Up until then, evil to a 5th grader meant a teacher assigning homework on a Friday. But that day and the days that followed changed me. It is not often that people can pinpoint the exact time in their life that they changed, but for me this was one of the most pivotal points in my life.
As a girl in Texas who had never been to New York, I obviously did not feel the full impact of 9/11 as so many others did on that day. I did not know anyone in the towers, or the pentagon, or on the flights. I did not even know what the World Trade Center was. But as a shy introverted little 5th grader, all I did was observe. EVERYONE. I have distinct memories from that day, as does everyone else in America. I remember exactly where I was. I remember the teachers gathering every kiddo and bringing the whole school into the library. I remember sitting there, not knowing what was going on, hearing people whisper about two towers falling in New York City and about planes crashing into them. I remember looking at all the teachers in the library, it was the first time I ever saw my teachers look scared. Every teacher I had ever had, had been like a superhero to me. This great, wise, unbreakable person who knew everything. On that day, I learned they were ordinary people too.
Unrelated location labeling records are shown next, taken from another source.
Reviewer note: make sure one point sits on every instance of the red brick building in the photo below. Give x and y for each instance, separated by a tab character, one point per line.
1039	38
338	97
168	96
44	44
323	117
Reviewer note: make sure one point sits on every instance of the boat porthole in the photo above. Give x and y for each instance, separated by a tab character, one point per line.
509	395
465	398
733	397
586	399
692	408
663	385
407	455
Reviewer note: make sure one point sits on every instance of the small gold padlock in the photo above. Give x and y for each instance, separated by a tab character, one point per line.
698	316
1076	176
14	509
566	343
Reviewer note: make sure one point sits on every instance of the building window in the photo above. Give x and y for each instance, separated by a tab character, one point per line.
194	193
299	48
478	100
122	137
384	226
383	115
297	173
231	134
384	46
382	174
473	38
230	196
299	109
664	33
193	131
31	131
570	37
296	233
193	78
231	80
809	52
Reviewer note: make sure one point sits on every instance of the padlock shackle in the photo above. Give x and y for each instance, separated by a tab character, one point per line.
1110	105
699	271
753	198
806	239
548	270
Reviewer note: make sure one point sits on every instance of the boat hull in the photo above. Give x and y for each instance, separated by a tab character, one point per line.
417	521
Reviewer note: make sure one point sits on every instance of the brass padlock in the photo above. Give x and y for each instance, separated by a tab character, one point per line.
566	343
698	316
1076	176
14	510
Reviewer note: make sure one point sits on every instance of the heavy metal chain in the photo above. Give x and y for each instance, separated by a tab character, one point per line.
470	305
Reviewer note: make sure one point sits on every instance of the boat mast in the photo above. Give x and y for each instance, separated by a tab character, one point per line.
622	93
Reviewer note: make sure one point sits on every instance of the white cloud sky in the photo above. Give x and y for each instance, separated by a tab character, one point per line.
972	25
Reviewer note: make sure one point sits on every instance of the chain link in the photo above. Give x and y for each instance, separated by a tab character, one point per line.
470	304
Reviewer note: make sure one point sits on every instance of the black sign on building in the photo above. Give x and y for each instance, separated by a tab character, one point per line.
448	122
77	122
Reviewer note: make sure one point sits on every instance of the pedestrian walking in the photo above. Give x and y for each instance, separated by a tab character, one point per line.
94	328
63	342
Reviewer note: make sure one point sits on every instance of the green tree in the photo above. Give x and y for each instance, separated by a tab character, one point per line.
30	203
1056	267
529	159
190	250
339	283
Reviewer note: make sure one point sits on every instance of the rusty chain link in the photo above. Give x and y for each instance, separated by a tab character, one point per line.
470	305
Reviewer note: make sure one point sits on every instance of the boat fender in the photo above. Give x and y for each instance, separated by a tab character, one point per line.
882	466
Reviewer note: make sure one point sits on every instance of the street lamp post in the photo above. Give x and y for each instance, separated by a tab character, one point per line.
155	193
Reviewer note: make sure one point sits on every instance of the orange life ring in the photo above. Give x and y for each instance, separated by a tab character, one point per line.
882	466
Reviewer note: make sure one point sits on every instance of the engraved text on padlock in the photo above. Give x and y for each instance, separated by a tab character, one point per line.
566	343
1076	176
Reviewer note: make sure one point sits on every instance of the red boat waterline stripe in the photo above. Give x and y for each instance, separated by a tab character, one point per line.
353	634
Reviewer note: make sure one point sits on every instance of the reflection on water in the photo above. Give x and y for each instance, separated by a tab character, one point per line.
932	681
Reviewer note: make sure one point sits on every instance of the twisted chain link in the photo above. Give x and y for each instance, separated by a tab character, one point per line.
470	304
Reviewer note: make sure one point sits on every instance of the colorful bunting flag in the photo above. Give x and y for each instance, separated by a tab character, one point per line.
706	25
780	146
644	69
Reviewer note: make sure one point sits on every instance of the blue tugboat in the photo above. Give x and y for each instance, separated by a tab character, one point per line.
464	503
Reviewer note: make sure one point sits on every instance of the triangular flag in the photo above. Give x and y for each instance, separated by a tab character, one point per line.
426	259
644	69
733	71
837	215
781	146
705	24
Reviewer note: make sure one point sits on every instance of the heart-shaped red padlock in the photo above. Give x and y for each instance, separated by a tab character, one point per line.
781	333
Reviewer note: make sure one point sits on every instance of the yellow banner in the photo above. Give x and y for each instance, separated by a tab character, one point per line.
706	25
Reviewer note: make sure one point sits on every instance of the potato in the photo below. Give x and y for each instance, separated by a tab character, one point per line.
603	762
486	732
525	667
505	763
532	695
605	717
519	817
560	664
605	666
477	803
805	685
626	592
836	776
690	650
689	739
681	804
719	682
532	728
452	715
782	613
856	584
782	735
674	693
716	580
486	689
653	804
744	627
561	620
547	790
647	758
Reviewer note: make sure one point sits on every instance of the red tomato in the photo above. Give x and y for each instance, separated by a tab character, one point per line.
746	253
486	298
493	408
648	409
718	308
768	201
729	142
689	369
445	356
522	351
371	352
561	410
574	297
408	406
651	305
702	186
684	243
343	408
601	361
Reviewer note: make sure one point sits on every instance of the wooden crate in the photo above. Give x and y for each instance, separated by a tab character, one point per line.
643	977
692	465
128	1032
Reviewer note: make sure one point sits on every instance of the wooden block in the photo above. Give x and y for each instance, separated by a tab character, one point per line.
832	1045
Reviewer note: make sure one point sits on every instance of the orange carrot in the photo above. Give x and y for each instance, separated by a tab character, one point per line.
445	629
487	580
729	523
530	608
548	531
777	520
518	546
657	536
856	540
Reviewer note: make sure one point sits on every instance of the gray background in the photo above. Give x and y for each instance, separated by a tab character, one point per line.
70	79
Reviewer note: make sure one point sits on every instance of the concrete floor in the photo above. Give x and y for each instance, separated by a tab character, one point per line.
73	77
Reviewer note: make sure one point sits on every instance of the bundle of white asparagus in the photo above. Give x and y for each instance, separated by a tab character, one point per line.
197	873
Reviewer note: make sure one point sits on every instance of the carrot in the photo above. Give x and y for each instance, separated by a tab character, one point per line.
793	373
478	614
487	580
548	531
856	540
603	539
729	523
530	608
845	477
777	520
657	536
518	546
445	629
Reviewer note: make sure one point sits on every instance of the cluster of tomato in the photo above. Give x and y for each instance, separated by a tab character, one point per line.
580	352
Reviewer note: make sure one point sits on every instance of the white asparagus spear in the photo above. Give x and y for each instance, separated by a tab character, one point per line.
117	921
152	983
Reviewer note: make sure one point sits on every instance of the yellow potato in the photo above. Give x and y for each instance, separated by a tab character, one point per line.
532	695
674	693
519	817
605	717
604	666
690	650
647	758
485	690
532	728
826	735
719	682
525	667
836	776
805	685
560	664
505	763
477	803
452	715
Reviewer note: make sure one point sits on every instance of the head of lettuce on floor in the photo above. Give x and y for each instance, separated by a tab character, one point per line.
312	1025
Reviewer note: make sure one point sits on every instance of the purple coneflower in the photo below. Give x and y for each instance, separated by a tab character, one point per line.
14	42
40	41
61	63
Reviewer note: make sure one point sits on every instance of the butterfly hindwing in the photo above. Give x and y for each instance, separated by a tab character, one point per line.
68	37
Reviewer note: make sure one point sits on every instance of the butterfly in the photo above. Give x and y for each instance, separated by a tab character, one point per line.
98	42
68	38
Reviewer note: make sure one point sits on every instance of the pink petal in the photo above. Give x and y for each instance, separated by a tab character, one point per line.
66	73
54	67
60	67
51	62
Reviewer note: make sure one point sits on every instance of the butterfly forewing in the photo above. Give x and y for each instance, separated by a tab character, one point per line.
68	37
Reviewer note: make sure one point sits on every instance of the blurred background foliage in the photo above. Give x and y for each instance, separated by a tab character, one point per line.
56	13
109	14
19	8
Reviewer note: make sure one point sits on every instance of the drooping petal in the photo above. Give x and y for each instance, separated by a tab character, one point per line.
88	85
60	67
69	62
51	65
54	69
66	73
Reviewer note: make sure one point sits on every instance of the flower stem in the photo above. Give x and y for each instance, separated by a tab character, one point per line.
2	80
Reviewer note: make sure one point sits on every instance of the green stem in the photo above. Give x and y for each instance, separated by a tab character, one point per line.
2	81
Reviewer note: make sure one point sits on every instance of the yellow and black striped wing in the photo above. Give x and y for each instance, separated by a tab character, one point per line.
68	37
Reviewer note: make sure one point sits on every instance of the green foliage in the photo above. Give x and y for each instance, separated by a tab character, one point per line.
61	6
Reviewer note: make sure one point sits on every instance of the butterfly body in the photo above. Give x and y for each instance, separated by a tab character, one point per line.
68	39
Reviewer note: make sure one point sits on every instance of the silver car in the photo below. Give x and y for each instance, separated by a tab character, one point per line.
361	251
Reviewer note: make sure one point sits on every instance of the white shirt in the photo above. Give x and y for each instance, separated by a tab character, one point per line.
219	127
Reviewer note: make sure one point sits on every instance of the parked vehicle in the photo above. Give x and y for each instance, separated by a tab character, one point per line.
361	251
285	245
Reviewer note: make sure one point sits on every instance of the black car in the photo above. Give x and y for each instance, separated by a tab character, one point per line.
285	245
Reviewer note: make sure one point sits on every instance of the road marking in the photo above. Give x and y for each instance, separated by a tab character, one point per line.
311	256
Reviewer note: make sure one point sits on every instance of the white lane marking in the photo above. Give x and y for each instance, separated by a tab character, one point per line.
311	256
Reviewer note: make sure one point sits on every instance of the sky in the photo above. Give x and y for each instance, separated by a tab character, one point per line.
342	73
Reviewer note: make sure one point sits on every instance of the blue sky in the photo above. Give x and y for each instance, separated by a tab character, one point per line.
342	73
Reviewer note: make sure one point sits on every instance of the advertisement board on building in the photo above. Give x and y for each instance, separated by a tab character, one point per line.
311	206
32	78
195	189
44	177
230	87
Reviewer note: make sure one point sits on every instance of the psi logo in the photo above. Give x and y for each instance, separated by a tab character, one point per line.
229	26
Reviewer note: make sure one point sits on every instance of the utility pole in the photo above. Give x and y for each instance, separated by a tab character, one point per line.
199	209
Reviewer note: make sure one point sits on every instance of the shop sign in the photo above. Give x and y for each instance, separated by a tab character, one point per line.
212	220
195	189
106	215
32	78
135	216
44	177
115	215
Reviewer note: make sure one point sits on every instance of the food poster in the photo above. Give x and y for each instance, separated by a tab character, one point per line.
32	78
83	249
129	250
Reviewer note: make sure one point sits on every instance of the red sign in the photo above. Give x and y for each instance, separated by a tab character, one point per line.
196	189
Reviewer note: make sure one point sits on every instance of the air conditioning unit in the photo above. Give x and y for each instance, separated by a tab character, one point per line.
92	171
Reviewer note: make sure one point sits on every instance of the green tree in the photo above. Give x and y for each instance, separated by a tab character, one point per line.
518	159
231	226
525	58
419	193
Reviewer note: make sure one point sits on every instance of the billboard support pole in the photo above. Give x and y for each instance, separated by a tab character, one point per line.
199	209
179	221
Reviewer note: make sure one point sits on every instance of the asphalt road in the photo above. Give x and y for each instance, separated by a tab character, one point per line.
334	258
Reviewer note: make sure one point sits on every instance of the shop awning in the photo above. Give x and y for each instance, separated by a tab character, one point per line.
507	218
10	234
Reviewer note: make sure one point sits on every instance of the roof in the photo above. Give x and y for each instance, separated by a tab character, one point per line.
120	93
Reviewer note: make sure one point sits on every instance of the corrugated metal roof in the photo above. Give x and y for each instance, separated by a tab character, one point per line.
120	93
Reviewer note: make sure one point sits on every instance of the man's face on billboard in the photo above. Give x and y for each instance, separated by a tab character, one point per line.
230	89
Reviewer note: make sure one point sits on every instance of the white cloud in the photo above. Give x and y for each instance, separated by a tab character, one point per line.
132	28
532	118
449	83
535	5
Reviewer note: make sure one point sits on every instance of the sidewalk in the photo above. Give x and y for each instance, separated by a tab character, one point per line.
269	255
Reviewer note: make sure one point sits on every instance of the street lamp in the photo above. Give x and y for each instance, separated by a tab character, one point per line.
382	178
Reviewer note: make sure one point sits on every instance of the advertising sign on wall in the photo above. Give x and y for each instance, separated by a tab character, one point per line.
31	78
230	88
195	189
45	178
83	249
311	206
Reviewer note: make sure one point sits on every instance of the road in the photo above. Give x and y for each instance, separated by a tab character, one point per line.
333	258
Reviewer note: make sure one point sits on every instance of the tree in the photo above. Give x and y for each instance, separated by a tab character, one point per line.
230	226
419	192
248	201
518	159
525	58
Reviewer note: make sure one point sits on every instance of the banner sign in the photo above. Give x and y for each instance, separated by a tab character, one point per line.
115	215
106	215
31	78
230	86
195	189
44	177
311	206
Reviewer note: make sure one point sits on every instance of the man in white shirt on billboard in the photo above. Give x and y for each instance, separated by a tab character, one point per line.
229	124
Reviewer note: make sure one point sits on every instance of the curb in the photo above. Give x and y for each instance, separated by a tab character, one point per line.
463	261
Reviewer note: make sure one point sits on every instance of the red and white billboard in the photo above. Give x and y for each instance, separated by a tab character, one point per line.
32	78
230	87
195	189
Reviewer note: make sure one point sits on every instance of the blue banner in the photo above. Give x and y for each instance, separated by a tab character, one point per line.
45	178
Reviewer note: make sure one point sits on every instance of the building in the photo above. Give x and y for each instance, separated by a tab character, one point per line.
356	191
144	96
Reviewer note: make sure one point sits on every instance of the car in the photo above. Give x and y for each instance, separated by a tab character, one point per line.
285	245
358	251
I remember my mom picking me and my sister up after school. I ran to the car to tell her something, though I didn't know exactly what, was going on in NYC. My little mind thought she probably hadn't heard yet. I remember her smiling when we got in, but I had not seen this smile on my mom before. It was a smile to tell us everything was going to be ok with eyes that said she was not sure if everything would in fact be ok. I remember getting home and sitting on her bed, watching all the footage from that day. I asked my mom if she thought people were in those planes that crashed into the towers. This was the first time I ever saw my mom, who had always been my strength, my happy place, my Wonder Woman, not know what was going on or what to say.
This day was different. I knew that this day was important.
But for me, this was the day my little, beautiful world got darker. I had had nightmares before, but I had never seen fear in the daytime. Daytime was for happiness, laughter and smiles. This daytime was the first time I can ever remember it being dark during the day. People were crying about something they did not physically see. They were sad over a place they had never been and for people they had never met. That was how I knew this day was important. Because everyone I saw that day had their heart broken.
This day was the first day I learned the world was a lot bigger then me. It was the first time I remember our country fully embracing what I had learned being an American had meant in the history books. It was the first time I saw everyone of different faiths, skin color, gender and political views come together as nothing was different among them. The days that followed 9/11 were the days I saw our country rise together as the strongest community I had ever seen. It was the days that followed that I saw everyone, including the bullies at school, go out of their way to do nice things for a stranger. And it was the first time I saw random people be a good neighbor for no reason other than to be a good neighbor.
9/11 changed Americans in many different ways. But for me, this horrible day was the first time I ever saw darkness and fear completely cover my beautiful daylight. But the days that followed were the first time I ever saw an entire community live out compassion, empathy and kindness.
I had the privilege of living in New York last year and experiencing 9/11 among New Yorkers. For the 10 years prior to that, I had experienced this anniversary in Texas. And while every year we did something to remember those lost on this day, it was not until last year that I saw and felt the exact same thing my 5th grade self felt 11 years ago. A city that was once known for having some of the coldest people in the world, became the warmest city I had ever been in (and I'm from Texas, so that's saying something). They went out of their way for a stranger, they came together as a community of one and oozed compassion, empathy and kindness.
I cry on this day every year. I cry for the families who lost loved ones, the city that lost more than part of their iconic skyline, the nation that I once considered unbreakable, who got hurt. I also always feel a deep, deep sadness that it takes a complete tragedy to bring a country together. And that we only come together as one on it's anniversary. Maybe it's just my innocent little 5th grade mind, but I always wonder how amazing our country could be if we lived each day with the same spirit as we did on the days that followed that horrible event 12 years ago.